Inkbox Builds a Custom Computer with a Difference: It Lives Entirely Within Microsoft Excel Files
Running at an admittedly sedate 2-3Hz, this 16-bit CPU — with 128kB RAM and a 4k monitor — proves Excel's capabilities.
Pseudonymous developer "Inkbox" has built a 16-bit processor, connected to 128kB of RAM and a 4k monitor, with a difference: the entire thing lives in a pair of Microsoft Excel spreadsheet files.
"I designed my own 16-Bit computer in Microsoft Excel without using Visual Basic scripts, plugins, or anything other than plain Excel," Inkbox explains of the unusual project. "This system on a spreadsheet is based off of a custom Instruction Set Architecture [ISA] that has a total of 23 instruction mnemonics and 26 opcodes."

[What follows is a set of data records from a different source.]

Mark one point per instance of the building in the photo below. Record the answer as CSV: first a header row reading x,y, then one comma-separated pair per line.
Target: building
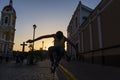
x,y
80,15
7,28
98,39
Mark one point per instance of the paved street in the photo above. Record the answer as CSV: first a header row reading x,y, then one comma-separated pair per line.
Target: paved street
x,y
85,71
12,71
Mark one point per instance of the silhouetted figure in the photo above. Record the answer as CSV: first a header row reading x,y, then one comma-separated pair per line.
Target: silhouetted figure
x,y
58,48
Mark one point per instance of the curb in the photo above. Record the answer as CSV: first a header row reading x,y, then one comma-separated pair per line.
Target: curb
x,y
68,75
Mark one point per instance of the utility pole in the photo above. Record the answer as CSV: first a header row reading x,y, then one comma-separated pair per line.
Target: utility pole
x,y
23,46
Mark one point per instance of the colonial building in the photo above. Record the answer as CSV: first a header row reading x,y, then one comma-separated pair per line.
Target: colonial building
x,y
7,28
99,40
80,15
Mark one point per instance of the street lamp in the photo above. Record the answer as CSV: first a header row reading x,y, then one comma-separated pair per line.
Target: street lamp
x,y
34,27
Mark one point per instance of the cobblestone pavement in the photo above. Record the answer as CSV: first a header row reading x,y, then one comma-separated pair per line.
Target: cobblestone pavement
x,y
85,71
39,71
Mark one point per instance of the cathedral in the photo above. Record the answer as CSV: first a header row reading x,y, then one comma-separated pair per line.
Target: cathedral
x,y
7,28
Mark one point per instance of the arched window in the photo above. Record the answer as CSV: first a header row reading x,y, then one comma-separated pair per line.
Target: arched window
x,y
6,20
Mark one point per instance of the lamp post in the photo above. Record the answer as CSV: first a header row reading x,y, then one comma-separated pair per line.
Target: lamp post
x,y
34,27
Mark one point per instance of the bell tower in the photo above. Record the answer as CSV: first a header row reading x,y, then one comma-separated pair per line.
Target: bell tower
x,y
7,28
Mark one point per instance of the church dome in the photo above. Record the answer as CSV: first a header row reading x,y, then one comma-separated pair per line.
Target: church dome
x,y
9,8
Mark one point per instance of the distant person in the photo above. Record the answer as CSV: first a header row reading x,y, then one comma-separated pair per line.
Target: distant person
x,y
58,48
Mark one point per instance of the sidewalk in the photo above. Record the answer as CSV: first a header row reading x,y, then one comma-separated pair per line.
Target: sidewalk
x,y
39,71
84,71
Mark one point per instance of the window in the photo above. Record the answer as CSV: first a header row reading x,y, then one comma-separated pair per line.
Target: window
x,y
6,20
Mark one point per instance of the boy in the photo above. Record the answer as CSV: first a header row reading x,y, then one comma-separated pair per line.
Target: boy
x,y
58,48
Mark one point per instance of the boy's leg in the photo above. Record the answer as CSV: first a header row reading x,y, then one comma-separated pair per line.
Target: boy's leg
x,y
51,50
60,54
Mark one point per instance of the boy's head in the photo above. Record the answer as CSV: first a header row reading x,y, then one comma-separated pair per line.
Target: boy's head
x,y
59,34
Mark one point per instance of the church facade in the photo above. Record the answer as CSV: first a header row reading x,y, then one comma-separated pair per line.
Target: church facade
x,y
97,38
7,28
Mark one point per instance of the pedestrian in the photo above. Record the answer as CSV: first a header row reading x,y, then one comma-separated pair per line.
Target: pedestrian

Excel, Inkbox points out, is technically speaking "a very competent computer" — if you use the definition of a computer being "something that computes." For this project, though, Inkbox has a more strict definition: a central processing unit (CPU) connected to memory and some form of display. "Is it even possible," the developer asks of the project's intention to create exactly that in Excel. "It's the best kind of possible: theoretically possible."

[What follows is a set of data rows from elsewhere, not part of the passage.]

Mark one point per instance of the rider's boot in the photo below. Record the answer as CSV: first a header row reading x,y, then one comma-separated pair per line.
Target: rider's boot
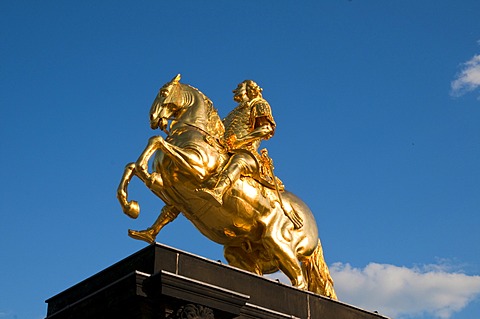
x,y
217,192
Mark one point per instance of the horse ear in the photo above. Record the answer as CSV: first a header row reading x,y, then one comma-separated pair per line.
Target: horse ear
x,y
176,79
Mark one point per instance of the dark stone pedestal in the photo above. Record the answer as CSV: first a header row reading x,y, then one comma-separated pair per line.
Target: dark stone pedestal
x,y
162,282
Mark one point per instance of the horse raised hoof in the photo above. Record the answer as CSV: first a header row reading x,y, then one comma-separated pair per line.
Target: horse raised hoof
x,y
211,195
145,235
132,209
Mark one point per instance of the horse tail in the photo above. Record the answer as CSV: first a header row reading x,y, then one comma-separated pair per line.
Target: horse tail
x,y
315,271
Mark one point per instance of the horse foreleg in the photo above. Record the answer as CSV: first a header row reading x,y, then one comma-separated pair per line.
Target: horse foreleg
x,y
130,208
168,214
187,159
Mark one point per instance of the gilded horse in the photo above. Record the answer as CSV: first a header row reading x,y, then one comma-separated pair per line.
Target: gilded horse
x,y
251,224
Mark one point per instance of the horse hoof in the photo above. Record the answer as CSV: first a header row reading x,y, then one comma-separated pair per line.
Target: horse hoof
x,y
144,235
132,209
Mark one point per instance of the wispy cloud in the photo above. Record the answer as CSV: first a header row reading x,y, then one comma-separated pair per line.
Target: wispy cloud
x,y
468,79
402,292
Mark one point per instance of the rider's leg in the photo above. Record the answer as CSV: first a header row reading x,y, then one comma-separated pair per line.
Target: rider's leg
x,y
168,214
239,164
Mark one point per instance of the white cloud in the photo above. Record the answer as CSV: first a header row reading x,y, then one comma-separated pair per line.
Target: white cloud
x,y
469,78
402,292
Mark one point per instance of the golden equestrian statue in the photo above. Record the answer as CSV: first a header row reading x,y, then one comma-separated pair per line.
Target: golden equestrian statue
x,y
211,171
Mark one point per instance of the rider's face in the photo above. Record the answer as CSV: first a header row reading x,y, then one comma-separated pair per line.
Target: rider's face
x,y
251,92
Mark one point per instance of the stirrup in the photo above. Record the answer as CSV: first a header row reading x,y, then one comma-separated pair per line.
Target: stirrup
x,y
211,194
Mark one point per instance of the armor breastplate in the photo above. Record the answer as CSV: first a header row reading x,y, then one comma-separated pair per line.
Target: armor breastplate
x,y
238,122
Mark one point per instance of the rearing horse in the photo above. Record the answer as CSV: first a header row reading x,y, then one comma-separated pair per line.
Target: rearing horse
x,y
251,224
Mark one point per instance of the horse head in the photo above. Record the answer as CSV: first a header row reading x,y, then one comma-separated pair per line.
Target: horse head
x,y
167,103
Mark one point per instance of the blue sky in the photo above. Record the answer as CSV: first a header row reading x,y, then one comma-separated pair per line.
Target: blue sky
x,y
377,105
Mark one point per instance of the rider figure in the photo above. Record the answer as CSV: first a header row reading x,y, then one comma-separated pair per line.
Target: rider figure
x,y
245,128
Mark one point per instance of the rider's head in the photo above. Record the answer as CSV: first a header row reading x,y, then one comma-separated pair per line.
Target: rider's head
x,y
253,89
240,93
247,91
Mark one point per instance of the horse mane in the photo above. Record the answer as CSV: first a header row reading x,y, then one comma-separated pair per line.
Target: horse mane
x,y
214,122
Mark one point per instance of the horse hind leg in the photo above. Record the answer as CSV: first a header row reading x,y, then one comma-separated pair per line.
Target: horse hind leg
x,y
316,272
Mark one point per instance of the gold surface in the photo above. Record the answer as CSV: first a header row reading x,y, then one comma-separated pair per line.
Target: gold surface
x,y
212,173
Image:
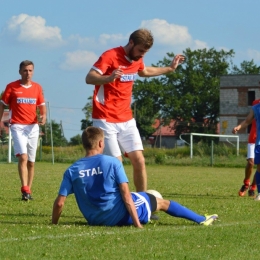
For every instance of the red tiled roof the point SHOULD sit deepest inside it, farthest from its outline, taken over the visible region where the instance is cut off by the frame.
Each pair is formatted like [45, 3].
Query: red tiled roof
[5, 118]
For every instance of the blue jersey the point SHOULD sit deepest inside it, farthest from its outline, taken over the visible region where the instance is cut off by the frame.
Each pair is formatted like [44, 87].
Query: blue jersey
[256, 110]
[95, 182]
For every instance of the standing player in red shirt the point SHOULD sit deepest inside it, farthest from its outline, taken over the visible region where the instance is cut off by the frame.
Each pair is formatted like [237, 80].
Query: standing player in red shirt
[23, 98]
[113, 76]
[250, 161]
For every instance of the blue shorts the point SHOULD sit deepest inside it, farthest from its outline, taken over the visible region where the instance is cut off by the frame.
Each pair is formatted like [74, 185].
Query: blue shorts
[257, 154]
[143, 208]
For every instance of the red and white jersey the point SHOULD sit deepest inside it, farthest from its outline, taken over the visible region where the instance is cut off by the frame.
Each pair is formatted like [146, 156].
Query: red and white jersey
[112, 101]
[23, 101]
[252, 134]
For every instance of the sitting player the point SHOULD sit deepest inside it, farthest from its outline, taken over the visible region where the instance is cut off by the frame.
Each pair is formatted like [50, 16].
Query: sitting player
[100, 185]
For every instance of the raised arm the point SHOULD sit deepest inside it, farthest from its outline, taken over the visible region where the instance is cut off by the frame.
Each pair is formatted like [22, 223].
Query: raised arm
[244, 123]
[127, 198]
[157, 71]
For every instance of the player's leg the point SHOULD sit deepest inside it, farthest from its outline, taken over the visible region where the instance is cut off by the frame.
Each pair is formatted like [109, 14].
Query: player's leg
[139, 170]
[20, 138]
[257, 174]
[110, 133]
[32, 144]
[131, 143]
[177, 210]
[248, 169]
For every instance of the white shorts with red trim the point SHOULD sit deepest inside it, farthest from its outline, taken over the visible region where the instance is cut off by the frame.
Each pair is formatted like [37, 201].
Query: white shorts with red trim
[119, 137]
[25, 138]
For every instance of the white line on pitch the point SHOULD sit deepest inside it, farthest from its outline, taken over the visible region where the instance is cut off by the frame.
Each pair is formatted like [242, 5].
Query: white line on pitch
[130, 230]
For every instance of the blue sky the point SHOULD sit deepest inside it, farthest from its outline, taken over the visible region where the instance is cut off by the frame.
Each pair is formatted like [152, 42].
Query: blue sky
[64, 38]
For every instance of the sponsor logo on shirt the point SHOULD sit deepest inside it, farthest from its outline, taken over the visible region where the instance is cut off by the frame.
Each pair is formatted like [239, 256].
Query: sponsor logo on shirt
[128, 77]
[31, 101]
[90, 172]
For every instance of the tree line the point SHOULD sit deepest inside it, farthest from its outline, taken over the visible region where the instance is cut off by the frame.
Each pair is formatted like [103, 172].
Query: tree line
[190, 95]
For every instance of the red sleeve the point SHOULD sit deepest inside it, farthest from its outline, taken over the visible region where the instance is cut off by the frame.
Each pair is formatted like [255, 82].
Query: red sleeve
[6, 95]
[40, 99]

The resulting "computer" is held in a pair of Excel spreadsheets: one holds the CPU, built around a custom instruction set architecture, while the other holds the system's ROM. A Python-based compiler is also provided, to create programs compatible with the machine — using an assembly language Inkbox has dubbed "Excel-ASM16."
The machine as a whole includes the 16-bit CPU and 128kB of usable RAM, and uses Excel as its display — showing its output on, in Inkbox' case, a 4k monitor. It's not exactly a speed demon, though: "the CPU, working its hardest, isn't running any faster than two or three hertz," Inkbox admits. "The footage of all these programs [I've demonstrated] has been very much sped up. But still, I think this could be a useful tool to show the inner workings of a processor one clock cycle at a time — and maybe it'll run faster on your machine."

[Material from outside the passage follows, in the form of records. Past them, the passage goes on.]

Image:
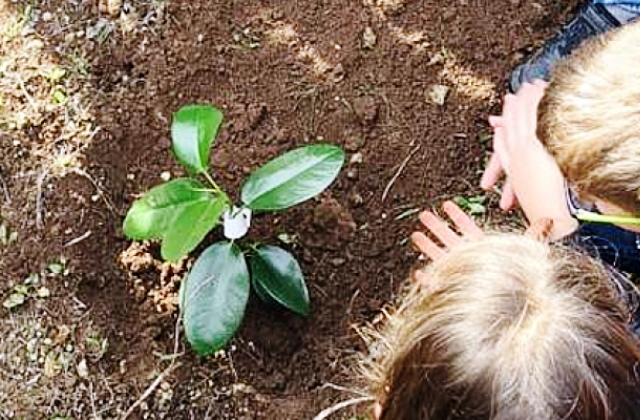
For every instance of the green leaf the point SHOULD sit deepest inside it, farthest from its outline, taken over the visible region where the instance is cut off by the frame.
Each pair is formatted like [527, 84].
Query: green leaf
[277, 274]
[292, 178]
[190, 226]
[193, 131]
[215, 296]
[152, 216]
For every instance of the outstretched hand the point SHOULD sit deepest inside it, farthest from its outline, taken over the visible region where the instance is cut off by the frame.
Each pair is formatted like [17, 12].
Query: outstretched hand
[449, 237]
[494, 170]
[533, 178]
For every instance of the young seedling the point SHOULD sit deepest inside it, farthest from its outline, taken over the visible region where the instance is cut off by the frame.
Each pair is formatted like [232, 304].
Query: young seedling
[179, 213]
[473, 205]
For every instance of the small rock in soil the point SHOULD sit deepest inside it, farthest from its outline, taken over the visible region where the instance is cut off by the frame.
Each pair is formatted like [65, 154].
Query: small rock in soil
[251, 117]
[353, 143]
[366, 109]
[369, 38]
[337, 74]
[356, 200]
[437, 94]
[356, 159]
[337, 262]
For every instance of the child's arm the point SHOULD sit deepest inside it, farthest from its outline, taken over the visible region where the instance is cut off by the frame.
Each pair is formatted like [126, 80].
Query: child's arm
[532, 173]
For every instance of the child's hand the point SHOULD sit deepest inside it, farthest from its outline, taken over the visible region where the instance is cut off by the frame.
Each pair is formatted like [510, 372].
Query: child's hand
[494, 171]
[441, 230]
[532, 173]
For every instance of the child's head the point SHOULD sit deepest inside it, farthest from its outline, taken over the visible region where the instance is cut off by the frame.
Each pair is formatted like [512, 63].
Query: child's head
[510, 328]
[589, 118]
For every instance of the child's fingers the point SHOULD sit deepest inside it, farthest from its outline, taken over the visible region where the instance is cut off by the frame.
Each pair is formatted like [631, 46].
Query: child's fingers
[492, 173]
[540, 229]
[495, 121]
[421, 278]
[427, 246]
[440, 229]
[508, 198]
[466, 225]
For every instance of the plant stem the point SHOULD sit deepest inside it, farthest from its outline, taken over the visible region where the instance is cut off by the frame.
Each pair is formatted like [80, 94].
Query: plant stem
[211, 181]
[216, 187]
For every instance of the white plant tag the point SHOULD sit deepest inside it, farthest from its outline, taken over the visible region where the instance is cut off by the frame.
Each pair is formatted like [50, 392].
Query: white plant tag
[236, 222]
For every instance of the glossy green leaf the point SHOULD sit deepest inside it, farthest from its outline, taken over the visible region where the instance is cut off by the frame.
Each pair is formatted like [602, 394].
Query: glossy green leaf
[292, 178]
[214, 297]
[179, 212]
[193, 131]
[190, 226]
[278, 276]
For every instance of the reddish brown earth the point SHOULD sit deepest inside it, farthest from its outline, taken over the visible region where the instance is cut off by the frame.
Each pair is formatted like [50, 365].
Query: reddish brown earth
[286, 73]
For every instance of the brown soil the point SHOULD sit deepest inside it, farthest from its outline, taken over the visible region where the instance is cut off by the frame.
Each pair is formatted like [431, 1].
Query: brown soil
[286, 73]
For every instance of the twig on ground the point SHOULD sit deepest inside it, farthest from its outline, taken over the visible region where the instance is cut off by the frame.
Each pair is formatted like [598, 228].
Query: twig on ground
[101, 192]
[343, 389]
[399, 171]
[78, 239]
[93, 402]
[7, 198]
[23, 88]
[329, 411]
[39, 183]
[151, 388]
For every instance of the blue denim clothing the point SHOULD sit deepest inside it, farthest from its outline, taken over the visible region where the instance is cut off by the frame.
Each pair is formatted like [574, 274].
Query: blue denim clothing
[618, 249]
[623, 10]
[616, 246]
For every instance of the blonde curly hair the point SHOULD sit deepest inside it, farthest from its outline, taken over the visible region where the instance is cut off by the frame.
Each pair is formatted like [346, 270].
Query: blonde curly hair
[511, 328]
[589, 117]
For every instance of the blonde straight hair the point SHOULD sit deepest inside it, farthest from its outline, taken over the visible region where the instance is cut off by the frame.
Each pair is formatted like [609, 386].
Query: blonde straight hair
[510, 329]
[589, 117]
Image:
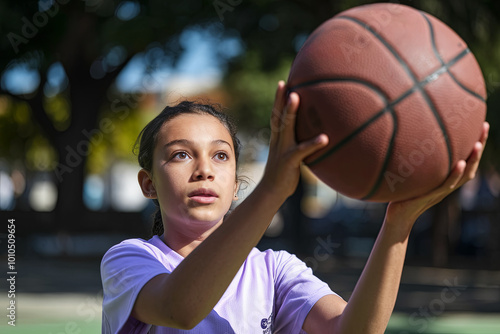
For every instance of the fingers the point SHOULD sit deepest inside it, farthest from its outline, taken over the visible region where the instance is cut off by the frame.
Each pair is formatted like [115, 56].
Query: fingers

Excel is an unusual choice for building your own computer, but it's not the strangest: back in July last year engineering physics student Xander Naumenko showed off a 32-bit RISC-V CPU running in the sandbox game Terraria, while a year earlier Danny Spencer had turned Id Software's iconic first-person shooter Doom into a functional calculator.
Inkbox has released the source code for the CPU and is compiler, along with instructions on its use, on GitHub under the permissive Creative Commons Zero 1.0 Universal license.